There’s a lot going on here. Actually, way too much to address in one column.

But let’s start with this: The Sky and most of the WNBA don’t seem to understand what Clark has brought to everyone in the league. It’s like a chef carrying a tray filled with sandwiches for a hungry horde tripping at the top of the stairs and, as he and the food crash down, the horde applauding.

Reese hit Clark in the head on a message-sending block attempt in the Fever’s 91-83 victory Sunday. Clark made the two free throws, and Reese said afterward: ‘‘We’re not gonna be denied, no matter what you guys try to do.’’

She was talking to the media. So media members are somehow the culprits, in her estimation. She complained in a message on X: ‘‘Give every team the same PUBLICITY cause it ain’t just one team.’’

Of the league getting more eyeballs than ever, she has said: ‘‘I’m the reason too.’’

Indeed, she is. Perhaps not as she expected but as the villain. As she has said: ‘‘I’ll take the bad-guy role.’’

She’s got that. It was a tale that started in college, when Reese taunted Clark while winning the NCAA championship. Things were inflamed when her teammate Carter blindsided Clark earlier this month, then responded afterward: ‘‘I ain’t answering no Caitlin Clark questions.’’

It’s understandable players would be jealous of someone hogging the limelight, but that limelight spreads far. Clark can trash-talk, complain, do all the things star hoopers do. But to want to brutalize her is where it gets weird.

All she has brought is more fans, more TV revenue, more endorsements, more sponsors, more charter planes and better treatment for all. Her light spreads.

This is what the WNBA always has wanted — the big time. What about it don’t these Sky players get? Dirty isn’t tough; it’s cowardly.

As Fox Sports’ “Speak” co-host LeSean McCoy said of Reese: ‘‘It’s obvious she’s jealous of Caitlin. Every interview, every tweet, everything’s about Caitlin. I have yet to see Caitlin respond to her.’’’

That’s another thing: Clark isn’t rattled by the hard fouls. On Sunday, she finished with a game-high 23 points, eight rebounds, nine assists and two blocks.

Indeed, back on June 1, Carter’s flagrant foul led to a free throw by Clark that arguably was the difference in the Fever’s 71-70 victory.

If the Sky want to be to the ‘‘Bad Boys’’ of the WNBA, they should know that the Pistons’ targeting of Bulls star Michael Jordan didn’t work. It infuriated Jordan, and he viciously — and fairly — destroyed Bill Laimbeer, Rick Mahorn, Isiah Thomas and crew en route to the first of the Bulls’ six NBA championships in 1991.

What were the ‘‘Bad Boys’’ left with? A reputation in hoops history as dirty players, bad sports, crybabies.

The Sky wants that?

Are women that mean to and that threatened by other women who are successful?

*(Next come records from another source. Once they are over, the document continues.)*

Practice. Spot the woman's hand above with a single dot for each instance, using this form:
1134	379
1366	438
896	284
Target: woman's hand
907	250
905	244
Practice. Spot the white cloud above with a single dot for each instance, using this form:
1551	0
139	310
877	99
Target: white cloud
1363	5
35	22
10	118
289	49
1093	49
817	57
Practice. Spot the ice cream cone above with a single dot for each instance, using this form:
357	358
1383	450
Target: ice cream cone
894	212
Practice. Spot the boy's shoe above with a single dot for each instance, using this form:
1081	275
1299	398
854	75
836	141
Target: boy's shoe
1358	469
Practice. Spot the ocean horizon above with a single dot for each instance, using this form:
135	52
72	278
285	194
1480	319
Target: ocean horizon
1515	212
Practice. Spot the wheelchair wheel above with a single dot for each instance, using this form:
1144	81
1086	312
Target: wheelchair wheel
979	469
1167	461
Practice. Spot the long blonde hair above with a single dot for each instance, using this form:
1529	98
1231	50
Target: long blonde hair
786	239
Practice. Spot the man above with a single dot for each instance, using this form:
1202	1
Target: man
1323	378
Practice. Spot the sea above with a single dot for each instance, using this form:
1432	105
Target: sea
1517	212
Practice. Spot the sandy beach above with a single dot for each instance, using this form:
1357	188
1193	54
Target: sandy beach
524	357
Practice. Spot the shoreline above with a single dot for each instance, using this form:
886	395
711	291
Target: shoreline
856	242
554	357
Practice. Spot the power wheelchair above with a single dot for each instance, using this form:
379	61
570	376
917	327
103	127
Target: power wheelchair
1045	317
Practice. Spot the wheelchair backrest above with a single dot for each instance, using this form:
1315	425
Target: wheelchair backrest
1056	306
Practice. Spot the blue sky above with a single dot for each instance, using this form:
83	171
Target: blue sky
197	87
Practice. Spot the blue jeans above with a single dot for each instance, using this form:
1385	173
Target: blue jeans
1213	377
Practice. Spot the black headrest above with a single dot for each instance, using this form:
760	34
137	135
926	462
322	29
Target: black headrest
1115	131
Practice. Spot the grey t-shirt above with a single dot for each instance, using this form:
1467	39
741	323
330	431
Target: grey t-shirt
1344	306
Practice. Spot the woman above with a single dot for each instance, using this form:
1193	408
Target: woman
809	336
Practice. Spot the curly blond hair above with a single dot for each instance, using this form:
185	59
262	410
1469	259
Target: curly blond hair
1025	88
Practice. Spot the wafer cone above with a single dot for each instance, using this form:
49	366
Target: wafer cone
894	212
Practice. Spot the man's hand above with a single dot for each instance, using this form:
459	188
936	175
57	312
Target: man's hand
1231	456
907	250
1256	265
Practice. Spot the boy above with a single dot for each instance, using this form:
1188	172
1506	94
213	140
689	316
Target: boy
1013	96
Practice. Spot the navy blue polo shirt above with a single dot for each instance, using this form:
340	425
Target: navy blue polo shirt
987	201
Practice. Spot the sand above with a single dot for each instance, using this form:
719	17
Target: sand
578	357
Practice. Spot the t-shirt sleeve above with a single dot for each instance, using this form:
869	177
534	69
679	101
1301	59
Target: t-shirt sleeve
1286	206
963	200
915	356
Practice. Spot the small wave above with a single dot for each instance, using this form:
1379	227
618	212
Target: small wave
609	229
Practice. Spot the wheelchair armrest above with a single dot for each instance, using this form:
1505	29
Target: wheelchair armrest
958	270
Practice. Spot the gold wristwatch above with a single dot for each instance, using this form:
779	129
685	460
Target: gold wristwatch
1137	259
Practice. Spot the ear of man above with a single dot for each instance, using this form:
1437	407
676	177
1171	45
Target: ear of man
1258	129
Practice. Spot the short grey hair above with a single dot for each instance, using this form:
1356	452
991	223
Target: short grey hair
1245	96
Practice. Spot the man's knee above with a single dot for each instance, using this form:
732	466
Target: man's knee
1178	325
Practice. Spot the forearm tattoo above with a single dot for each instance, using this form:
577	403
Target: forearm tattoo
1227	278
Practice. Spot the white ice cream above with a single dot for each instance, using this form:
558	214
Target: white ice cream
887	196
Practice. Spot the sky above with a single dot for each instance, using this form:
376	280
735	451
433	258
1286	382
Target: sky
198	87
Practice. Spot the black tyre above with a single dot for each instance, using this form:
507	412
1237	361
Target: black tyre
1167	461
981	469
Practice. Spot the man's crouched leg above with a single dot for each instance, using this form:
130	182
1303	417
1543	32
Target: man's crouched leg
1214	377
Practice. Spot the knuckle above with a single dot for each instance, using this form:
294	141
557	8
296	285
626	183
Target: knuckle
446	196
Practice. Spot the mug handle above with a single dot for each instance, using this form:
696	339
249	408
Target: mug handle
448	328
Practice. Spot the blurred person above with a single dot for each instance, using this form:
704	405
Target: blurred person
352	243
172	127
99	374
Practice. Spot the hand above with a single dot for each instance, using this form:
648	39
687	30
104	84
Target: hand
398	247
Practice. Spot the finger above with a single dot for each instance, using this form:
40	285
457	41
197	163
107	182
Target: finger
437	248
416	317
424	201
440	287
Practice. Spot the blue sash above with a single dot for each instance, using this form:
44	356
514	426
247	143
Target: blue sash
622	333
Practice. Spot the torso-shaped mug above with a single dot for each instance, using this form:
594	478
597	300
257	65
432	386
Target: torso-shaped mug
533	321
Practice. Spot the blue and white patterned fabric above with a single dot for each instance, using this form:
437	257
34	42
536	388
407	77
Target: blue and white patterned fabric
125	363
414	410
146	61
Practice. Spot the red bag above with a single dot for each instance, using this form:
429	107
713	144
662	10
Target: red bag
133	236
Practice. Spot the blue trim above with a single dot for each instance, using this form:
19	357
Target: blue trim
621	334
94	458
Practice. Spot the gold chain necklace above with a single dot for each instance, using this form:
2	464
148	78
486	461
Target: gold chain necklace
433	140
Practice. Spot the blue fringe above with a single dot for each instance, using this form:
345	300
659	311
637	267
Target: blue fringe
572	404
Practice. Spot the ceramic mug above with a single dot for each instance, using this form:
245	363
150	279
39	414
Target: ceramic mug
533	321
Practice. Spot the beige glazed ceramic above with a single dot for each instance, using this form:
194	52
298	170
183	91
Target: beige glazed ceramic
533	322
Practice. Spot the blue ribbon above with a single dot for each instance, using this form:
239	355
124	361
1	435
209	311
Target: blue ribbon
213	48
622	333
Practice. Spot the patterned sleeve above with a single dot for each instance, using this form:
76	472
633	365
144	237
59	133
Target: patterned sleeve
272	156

Or, as a number of male and female TV hosts have suggested, might this all be racial? Clark, of course, is white; the WNBA is mostly Black.

The league is playing games so fast to accommodate the upcoming Olympics that the Sky will play the Fever again Sunday. The villain role might continue, or the Sky just might play hard and win.

A problem for Reese and her desire for fame is that her game is largely grunt work, while Clark is the queen of the three-pointers. She is the female Steph Curry, beloved by Curry himself. Reese has yet to make a three-pointer as a pro.

In all this, we’re left with a thought:

Why despise the hand that feeds you?